Reviewed by Dennis Schwartz
Brit director Roland Joffe (“The Killing Fields”/”The Mission”) helms this chaotic female teenager LGBTQ+ romance/adventure drama set among the music hipster crowd in Moscow. It’s co-written by Shawn Schepps, Luke Goltz, and Andrew Cullen, and is based on the novel L.A. T.u. Come Back by Aleksey Mitrofanov & Anastasia Moiseeeve. It’s a fictionalized story of real events.

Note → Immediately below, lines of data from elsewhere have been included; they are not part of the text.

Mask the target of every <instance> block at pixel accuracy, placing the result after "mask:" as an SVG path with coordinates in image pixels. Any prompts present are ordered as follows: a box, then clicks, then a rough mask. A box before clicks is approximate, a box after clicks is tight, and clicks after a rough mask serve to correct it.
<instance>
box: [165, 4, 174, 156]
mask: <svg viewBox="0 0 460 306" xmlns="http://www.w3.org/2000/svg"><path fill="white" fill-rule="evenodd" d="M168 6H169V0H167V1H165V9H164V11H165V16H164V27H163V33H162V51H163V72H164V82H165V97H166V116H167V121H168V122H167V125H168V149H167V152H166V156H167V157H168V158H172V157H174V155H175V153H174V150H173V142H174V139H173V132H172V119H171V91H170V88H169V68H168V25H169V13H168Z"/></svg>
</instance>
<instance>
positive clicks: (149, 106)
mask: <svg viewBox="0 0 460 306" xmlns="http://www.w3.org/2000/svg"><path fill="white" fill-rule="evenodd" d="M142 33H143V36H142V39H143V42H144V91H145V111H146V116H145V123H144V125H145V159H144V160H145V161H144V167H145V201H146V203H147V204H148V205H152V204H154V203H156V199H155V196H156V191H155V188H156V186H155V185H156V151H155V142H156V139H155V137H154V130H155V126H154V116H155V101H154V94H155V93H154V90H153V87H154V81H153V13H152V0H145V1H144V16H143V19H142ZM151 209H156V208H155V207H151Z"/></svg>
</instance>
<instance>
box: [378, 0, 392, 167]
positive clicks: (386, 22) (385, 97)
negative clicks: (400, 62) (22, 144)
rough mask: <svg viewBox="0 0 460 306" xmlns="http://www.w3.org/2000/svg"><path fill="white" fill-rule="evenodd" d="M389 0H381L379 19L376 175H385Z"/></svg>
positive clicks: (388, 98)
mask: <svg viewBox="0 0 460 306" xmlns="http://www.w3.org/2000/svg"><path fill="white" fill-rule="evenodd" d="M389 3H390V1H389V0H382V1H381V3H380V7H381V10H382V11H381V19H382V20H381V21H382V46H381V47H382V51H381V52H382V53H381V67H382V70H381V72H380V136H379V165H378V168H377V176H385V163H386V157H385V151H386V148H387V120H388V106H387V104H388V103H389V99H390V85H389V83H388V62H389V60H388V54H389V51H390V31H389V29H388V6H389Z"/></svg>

The feisty, attractive, poor blonde Lana Starkova (Mischa Barton), striving to become a model, moves from living with mom in the stifling small farming town of Gorsk, just outside Moscow, to the bustling city of Moscow. Through an internet fan chat site for the popular band L.A. T. u. (Tatu) on her cell phone, she hooks up with her opposite, the lonely and well-off American teenager from NYC, Janie Sawyer (Shantel VanSanten). She’s also a big fan of the group, and stays with her dad and with her bitchy step-mother, while he works in Moscow,
Janie adapts one of Lana’s poems into a song and posts it on YouTube. Tatu’s manager Max (Aleksandr Byelonogy) hears the song being played by his corrupt music producer Ian (Charlie Creed-Miles) and loves it. He later contacts the girls, instead of the producer, hoping they will allow Tatu to record the song without the producer. Meanwhile Janie and Lana have a cautious lesbian relationship and go through a series of adventures with various people. Janie it turns out is hooked on injecting drugs ever since her biological mother died, and Lana tries scoring a modelling gig by dealing with those who want to take her to bed. Both girls experience the lows and highs of living out the glitzy pop culture Moscow scene, which seems as empty as the one in Manhattan.
I wish it made more sense. It tries to tell me that music can make your dreams come true, but its happy ending still leaves me unconvinced.
It played at the Cannes Film Festival.